My black swivel chair at the
Nashville Citizen-Reporter
is ancient. The line
WHAT HAS HE DONE FOR US LATELY?
is a recent addition to it, chalked across the back in three bold lines. Something about the chair makes me think of black leather jackets.

I sit under a gold four-sided clock hanging at the center of a huge two-hundred-foot-by-one-hundred-and-fifty-foot city room. I doubt that anything other than the people inside the room has changed since the 1930s.

At noon, only one other typewriter was going in the whole place. Most of the writers and editors would come in around one or one-thirty.

At one exactly, I called my editor, Lewis Rosten, to let him know I was at my desk if he wanted to touch and see me.

Moments later, the diminutive Mississippian appeared, unsmiling, in front of my desk.

Lewis reminds me of Truman Capote either having gone straight, or never having gone at all. He was wearing striped suspenders, a polka-dot bow tie, Harry Truman eyeglasses.

“A beard!” he drawled thickly. “That’s
exactly
what you didn’t need.” He slipped away, back in the direction of his own office. “Come,” he called.

I went down to his office and he was already on the phone to our executive editor, Moses Reed.

Rosten’s office is cluttered with old newspapers and assorted antebellum memorabilia; it looks like the parlor of a Margaret Mitchell devotee. I sat down, noticing a new, or at least uncovered, sign over his desk.

What the Good Lord

lets happen,

I’m not afraid to

print in my paper.

—Mr. Charles A. Davis

That sign, notwithstanding Mr. Davis, was vintage Lewis Rosten.

“Ochs is back,” he was saying over the phone. He turned to catch me perusing a 1921
Citizen.
“Moses wants to know what you’ve turned up?”

“A lot of things.” I smiled.

“A lot of things,” he told Reed. “Yeah, don’t I know it,” he added. I winced.

Lewis hung up the phone and banged out a sentence on his old battered Royal. “The quick brown fox.

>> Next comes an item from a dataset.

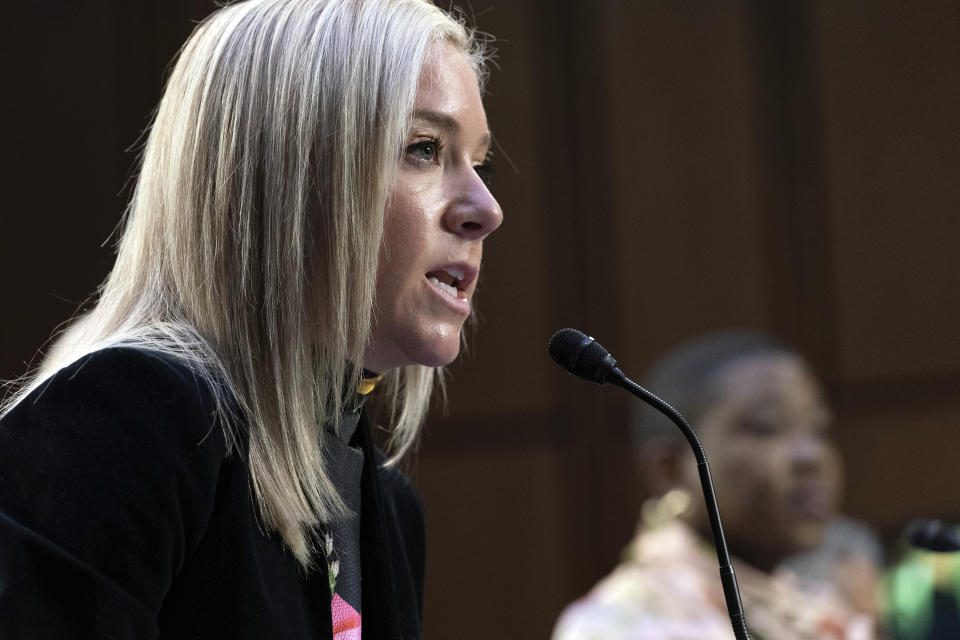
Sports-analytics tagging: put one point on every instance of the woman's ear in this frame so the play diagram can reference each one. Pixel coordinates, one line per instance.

You and me and Reed. The Honorable Francis Marion Parker. Arnold. Michael Cooder. Up on seven in twenty minutes,” he said. “Big strategy session. What have you got? Anything new?”

I took out the photograph of Thomas Berryman. “I have this.”

Lewis held the picture about three inches under his nose and eyeglasses. “Hmmm … Mr. Thomas Berryman, I presume.”

I nodded and stayed with my 1921 paper.

“I’d like to get some copies of this. What I’d like to do is run it around to all the hotels later. Look at these, will you.”

He handed me a telephone toll call check. Also some kind of credit card check through American Express.

The credit card slip showed that Thomas J. Berryman had charged seven flights on Amex number 041-220-160-1-100AX since January 1.

His flights had been to Port Antonio, Jamaica; Port-au-Prince; Amarillo, Texas; Caneel Bay; and London. None of the flights were to anywhere near Nashville.

“Fuck,” I muttered.

The phone check showed one call made to the Walter Scott Hotel in Nashville on June 9th.

“This is pretty interesting. He called here at least.”

Rosten didn’t comment. He was collecting paperwork for the big meeting.

“From the looks of that credit card thing, the man lives pretty damn well.” He finally spoke. “What do people up there think he does?”

“Some people seem to think he works as a lawyer. Not too many people know him.”

Rosten put the photograph up to his face again. “I s’pose he could be a lawyer, though?”

“No, Lewis … He’s a killer.”

Rosten rocked back and forth in his own swivel chair, smiling, puffing on his pipe. “Now this,” he said like some Old South storyteller, “is what we used to call a barnburner.”

“Barnburner’s for basketball,” I grinned. “You never went to a basketball game in your life.”